Ma è necessario, è vita.
VERSO UNA CONSAPEVOLEZZA COLLETTIVA
L’Italia ha iniziato a prendere misure concrete. Il Codice Rosso ha esteso protocolli urgenti ai casi di violenza di genere. I braccialetti elettronici si moltiplicano (da circa 3.400 dispositivi nel 2022 a oltre 11.000 nel 2024) per monitorare i maltrattanti. Le denunce aumentano, segno che le donne trovano gradualmente il coraggio di uscire dal silenzio.
Ma il cammino rimane lungo. Serve educazione fin dalle scuole sulla differenza tra amore sano e dipendenza affettiva. Servono servizi di psicoterapia accessibili, non solo per le vittime ma anche per chi esercita violenza, perché anche loro sono vittime di una patologia relazionale. Serve una campagna culturale che smantelli il mito romantico della donna innamorata fino al sacrificio.

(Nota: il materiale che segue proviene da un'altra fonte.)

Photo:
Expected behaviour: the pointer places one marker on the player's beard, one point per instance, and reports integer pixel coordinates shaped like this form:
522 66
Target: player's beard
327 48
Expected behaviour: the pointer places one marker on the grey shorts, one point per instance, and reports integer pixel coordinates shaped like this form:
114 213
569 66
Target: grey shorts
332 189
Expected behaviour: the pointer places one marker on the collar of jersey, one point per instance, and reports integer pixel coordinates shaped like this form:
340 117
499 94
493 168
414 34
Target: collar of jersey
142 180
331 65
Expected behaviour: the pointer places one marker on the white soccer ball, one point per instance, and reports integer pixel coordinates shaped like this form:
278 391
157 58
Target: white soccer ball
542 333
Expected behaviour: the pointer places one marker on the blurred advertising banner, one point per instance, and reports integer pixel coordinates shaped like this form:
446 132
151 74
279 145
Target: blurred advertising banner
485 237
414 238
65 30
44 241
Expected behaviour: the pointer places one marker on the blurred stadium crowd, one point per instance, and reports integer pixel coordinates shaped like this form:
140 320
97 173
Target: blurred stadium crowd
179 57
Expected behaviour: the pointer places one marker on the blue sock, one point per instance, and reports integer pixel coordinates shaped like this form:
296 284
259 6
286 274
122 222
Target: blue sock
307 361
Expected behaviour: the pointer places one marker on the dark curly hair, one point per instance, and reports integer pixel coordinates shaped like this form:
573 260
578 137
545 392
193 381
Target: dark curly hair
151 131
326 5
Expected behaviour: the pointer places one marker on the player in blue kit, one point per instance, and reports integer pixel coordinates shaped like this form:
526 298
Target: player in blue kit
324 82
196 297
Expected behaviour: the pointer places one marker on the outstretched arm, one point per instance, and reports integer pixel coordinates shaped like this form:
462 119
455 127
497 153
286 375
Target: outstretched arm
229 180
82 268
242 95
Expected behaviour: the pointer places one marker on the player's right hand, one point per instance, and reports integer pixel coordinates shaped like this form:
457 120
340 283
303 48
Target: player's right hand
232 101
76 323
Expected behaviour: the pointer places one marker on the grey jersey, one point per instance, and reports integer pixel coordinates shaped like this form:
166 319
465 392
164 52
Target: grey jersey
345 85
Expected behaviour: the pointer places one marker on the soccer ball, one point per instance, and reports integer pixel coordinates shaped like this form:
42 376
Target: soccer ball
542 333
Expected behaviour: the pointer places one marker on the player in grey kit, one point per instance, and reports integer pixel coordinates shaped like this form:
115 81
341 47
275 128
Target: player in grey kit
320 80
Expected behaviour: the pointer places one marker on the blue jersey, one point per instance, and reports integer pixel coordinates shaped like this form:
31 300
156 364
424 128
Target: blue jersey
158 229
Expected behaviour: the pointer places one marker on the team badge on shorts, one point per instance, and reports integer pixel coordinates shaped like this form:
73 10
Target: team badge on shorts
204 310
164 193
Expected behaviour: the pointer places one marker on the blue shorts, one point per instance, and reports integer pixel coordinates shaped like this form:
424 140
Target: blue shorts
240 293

Serve riconoscere che la dipendenza affettiva patologica non è destino, non è sfortuna sentimentale inevitabile, è una sofferenza psicologica, ma è una sofferenza da cui si può guarire.
Occorre che le donne sappiano che non è amore quello che soffoca, che non è dedizione quella che nega se stessi, che è possibile amare in modo reciproco, libero, consapevole. E che chiedere aiuto non è debolezza: è il primo gesto di forza.